Disability often requires some of our independence to be given up. Personally, my independence has waxed and waned over the years continuously. While it’s nice to have periods of time where I’m capable of being very independent, it can be incredibly hard to have to relinquish some of that independence when my condition worsens. I was watching Jessica Kellgren-Fozard’s video about her personal relationship with independence and being chronically ill, and it made me think about my relationship with independence. I highly suggest watching the video, and subscribing to her. She is a disabled lesbian, from England where she resides with her wife and adorable dog.
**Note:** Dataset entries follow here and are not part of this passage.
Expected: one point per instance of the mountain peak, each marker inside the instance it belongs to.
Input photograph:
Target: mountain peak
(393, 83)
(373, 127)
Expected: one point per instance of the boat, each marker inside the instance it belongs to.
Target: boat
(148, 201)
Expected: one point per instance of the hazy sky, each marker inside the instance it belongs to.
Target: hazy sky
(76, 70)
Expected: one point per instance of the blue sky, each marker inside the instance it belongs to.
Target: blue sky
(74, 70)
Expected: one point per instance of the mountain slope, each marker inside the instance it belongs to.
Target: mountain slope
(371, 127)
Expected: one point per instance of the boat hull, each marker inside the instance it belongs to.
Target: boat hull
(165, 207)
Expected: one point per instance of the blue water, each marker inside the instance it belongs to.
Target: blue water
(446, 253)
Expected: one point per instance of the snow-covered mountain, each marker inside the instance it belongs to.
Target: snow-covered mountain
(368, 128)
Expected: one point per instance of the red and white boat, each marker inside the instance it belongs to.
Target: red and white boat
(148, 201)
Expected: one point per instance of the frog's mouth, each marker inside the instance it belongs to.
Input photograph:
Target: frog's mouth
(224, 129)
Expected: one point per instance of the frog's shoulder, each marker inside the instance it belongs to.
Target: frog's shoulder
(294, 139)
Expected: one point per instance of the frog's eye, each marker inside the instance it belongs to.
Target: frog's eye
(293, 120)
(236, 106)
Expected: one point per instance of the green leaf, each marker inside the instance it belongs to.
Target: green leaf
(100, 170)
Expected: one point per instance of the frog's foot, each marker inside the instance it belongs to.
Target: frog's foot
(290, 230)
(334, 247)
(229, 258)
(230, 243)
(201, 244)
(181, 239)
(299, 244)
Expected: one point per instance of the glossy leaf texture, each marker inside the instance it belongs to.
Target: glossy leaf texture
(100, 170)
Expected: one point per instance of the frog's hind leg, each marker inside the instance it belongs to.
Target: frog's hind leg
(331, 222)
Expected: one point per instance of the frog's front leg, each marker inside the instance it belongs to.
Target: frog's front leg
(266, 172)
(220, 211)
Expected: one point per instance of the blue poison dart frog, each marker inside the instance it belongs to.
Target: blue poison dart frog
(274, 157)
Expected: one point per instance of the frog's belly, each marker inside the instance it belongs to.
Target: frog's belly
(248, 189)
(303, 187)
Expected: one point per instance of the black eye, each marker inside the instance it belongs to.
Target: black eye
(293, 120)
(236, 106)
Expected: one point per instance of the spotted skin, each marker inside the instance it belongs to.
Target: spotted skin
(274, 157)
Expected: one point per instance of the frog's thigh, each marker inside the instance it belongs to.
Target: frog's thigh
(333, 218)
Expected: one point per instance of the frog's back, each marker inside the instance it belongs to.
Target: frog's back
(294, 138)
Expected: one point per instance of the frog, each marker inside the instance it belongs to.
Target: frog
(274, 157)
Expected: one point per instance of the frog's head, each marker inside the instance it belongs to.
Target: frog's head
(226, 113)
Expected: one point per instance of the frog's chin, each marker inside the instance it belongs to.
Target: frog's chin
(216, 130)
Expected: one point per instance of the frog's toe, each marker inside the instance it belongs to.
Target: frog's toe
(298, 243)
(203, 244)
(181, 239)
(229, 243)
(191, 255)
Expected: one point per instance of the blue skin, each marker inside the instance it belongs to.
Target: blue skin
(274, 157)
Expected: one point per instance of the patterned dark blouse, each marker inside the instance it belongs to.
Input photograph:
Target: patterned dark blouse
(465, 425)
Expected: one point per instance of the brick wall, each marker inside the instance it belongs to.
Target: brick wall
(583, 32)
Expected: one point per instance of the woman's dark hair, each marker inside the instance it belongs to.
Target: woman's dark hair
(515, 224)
At times, independence for me can mean being able to do my laundry or cook a meal. It may sound so simple, but these are the things so many people take for granted. Currently, independence for me means driving myself to school, and going to my classes. I still live with my parents, so some of my independence is relinquished to them; They cook most of the time, and they pay the bills (thank god). There’s meaningful independence is everyday activities, like doing the dishes or folding the laundry, that many able-bodied people fail to recognize.
My independence can fluctuate day to day, and even hour to hour. One day I can drive myself everywhere I need to go, and the next day I can barely take out the trash. This concept of ability changing on an hourly basis is something able-bodied people tend to struggle with. In their world, you’re either completely incapacitated or completely fine. I live the vast majority of my life in the in-between stages, which can make things complicated. It can also be difficult for my parents. They believe they know how I’m feeling by looking at me, but they’re often wrong. I get a certain look in my face when I feel like I’m going to pass out or vomit, but I can feel awful without the specific look. Sometimes I’ll say I’m feeling terrible, but because I “look fine” they ask me to do something immediately like feed the dogs or unload the dishwasher. It becomes frustrating when you want to help, but also just explicitly stated you aren’t doing well in the moment. Being the obedient child I am, I force myself to do what is asked of me even when it makes me feel worse.
I want to be able to help my parents whenever they ask, but it just isn’t a realistic “want” sometimes. Learning to relinquish some of your independence to other people can be difficult. I’m someone who likes to be in control, and likes to be as independent as possible. Being chronically ill has taught me, that there’s strength in vulnerability. Knowing when to ask for assistance is a necessary part of being disabled, but it can feel demoralizing. It is however, a choice to relinquish that independence, which makes asking for help less patronizing to me. There’s so much strength in admitting you need assistance.
We live in a society that worships independence to an unhealthy level. No person, disabled or not, can do everything by themselves 100% of the time. You’re life’s worth shouldn’t rely on whether or not you can drive a car, or wash your own hair. All levels of independence are beautiful and should be celebrated. Relinquishing some of your independence does not make you weak, but instead shows an incredible strength.